El rubor ascendió con violencia a sus mejillas. Era una sensación de exposición brutal, como si cada clausura de aquel contrato ahora se hubiera transformado en un látigo que la azotaba en público. Ya no era solo un papel firmado, era real, físico, y sobre todo, inminente.

Gabriel se recostó levemente en su asiento, cruzó los brazos sobre el pecho y la contempló con una mezcla de interés y una satisfacción latente.

—Por cierto —añadió, con un matiz de burla que no se molestó en disimular—, he notado que te molesta cuando converso con otras mujeres. ¿Acaso estás celosa, mi Bella?

Ella levantó la mirada con calma, como quien se prepara para dar un golpe quirúrgico.

—No suelo desperdiciar mis emociones en asuntos irrelevantes —dijo con una sonrisa glacial—. Pero ya que tocas el tema, permíteme recordarte algo.

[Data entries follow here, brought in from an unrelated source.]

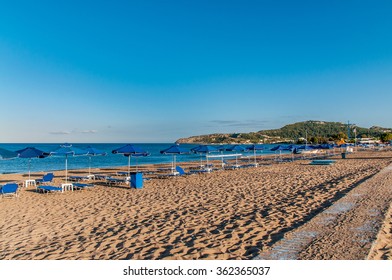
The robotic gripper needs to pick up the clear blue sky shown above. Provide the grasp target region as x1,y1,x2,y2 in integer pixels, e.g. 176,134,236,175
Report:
0,0,392,142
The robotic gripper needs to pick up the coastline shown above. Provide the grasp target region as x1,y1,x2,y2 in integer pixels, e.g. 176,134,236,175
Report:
0,151,392,260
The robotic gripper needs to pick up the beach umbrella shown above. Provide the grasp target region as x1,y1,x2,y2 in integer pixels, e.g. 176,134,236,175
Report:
226,145,246,165
246,144,265,166
15,147,49,180
112,144,150,177
0,148,18,159
191,145,219,166
86,146,107,175
49,143,87,183
161,145,189,171
271,145,290,158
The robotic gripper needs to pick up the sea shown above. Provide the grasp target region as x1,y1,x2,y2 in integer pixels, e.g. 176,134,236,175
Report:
0,143,282,174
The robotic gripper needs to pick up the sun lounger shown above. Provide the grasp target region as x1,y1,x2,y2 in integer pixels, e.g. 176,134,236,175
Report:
69,175,94,182
35,173,54,185
0,183,18,197
37,185,64,193
93,174,110,180
106,177,129,186
310,159,336,165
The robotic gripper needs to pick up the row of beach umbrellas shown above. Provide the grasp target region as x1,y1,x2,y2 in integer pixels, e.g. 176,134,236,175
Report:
0,143,334,179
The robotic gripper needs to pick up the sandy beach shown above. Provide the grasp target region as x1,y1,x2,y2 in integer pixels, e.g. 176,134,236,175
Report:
0,151,392,260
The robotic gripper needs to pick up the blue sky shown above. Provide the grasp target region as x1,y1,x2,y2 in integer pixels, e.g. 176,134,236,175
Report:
0,0,392,143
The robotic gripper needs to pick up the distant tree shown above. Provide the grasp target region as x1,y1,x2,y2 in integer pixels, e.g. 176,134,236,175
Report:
380,133,392,142
332,132,348,140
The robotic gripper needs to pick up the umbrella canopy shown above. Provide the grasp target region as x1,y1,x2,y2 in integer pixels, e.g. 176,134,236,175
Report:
0,148,18,159
246,144,265,166
16,147,49,180
161,145,189,171
112,144,150,174
226,145,246,166
49,143,87,183
86,146,107,175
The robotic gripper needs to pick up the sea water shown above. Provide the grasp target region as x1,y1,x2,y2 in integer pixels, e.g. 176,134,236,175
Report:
0,143,282,174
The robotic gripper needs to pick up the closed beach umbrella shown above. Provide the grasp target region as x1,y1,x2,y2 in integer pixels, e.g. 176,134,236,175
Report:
191,145,219,166
86,146,107,175
49,143,87,183
271,145,290,158
246,144,265,166
16,147,49,180
0,148,18,159
112,144,150,177
161,145,189,171
226,145,246,165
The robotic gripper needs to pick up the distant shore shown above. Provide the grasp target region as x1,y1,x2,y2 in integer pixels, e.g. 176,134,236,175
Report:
0,151,392,260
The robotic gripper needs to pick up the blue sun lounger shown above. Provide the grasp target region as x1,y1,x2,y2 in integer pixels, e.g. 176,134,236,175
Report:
37,186,64,193
0,183,18,197
35,173,54,185
72,183,94,190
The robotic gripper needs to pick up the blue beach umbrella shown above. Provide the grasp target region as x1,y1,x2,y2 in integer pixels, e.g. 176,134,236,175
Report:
271,145,291,158
226,145,246,165
161,145,189,170
86,146,107,175
112,144,150,174
16,147,49,180
49,143,87,183
0,148,18,159
191,145,219,165
246,144,265,166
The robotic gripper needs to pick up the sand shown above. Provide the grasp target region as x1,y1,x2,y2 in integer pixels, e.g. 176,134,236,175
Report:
0,151,392,260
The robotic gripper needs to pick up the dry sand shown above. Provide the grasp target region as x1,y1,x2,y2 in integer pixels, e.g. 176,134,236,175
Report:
0,151,392,260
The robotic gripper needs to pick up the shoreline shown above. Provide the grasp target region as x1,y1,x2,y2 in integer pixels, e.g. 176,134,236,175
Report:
0,151,392,259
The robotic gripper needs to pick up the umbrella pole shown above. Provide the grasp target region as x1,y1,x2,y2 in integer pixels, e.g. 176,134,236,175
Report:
26,158,31,180
88,157,91,178
253,149,257,166
65,155,68,184
128,155,131,177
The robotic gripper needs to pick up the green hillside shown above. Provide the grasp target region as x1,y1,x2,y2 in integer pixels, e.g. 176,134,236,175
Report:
177,121,392,144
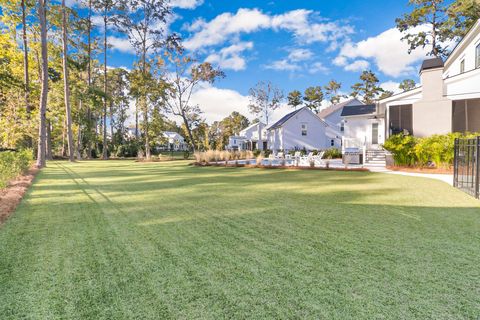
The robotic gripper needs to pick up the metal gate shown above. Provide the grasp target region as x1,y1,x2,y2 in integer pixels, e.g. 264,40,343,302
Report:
453,136,480,199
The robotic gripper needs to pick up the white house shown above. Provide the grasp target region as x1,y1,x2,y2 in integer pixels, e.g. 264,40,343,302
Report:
160,131,188,151
227,122,267,150
341,104,385,151
378,21,480,137
318,99,363,148
267,107,331,151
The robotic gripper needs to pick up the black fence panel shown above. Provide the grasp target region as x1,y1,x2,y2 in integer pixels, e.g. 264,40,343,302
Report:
453,137,480,199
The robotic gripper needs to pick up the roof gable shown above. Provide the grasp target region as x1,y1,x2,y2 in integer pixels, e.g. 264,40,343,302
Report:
342,104,377,117
267,107,327,130
317,98,364,119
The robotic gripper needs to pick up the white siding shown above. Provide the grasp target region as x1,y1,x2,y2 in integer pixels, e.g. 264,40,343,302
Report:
269,109,330,151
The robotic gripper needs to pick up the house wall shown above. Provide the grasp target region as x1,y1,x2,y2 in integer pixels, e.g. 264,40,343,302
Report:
345,116,385,146
269,110,330,150
444,22,480,78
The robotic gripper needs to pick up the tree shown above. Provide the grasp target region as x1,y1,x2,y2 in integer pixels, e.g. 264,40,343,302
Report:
395,0,449,57
446,0,480,39
303,86,323,113
287,90,302,110
164,50,225,151
248,81,283,125
93,0,119,160
37,0,48,168
351,71,383,104
217,111,250,149
323,80,342,104
117,0,178,159
398,79,416,91
62,0,75,161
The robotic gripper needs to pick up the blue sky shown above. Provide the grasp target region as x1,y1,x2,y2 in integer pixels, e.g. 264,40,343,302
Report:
80,0,436,122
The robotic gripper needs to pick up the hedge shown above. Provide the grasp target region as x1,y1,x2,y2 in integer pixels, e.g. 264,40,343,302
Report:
0,150,33,189
383,133,480,167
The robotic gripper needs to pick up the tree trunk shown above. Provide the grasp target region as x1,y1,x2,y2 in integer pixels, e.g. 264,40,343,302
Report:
135,98,138,140
86,0,92,159
102,9,108,160
62,0,75,162
182,114,196,152
46,120,53,160
21,0,31,117
36,0,48,168
110,100,115,146
143,101,151,160
75,99,83,160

Gabriel ladeó la cabeza, divertido. La invitación estaba abierta, quería verla luchar.

—En la cláusula tercera, apartado B, inciso cuarto —comenzó ella, con la exactitud de quien conoce cada línea del contrato—, se estipula la exclusividad mutua durante la vigencia del matrimonio. Una infracción comprobada por cualquiera de las partes otorgaría la posibilidad de rescindir el contrato de manera inmediata, sin perder los beneficios adquiridos hasta la fecha.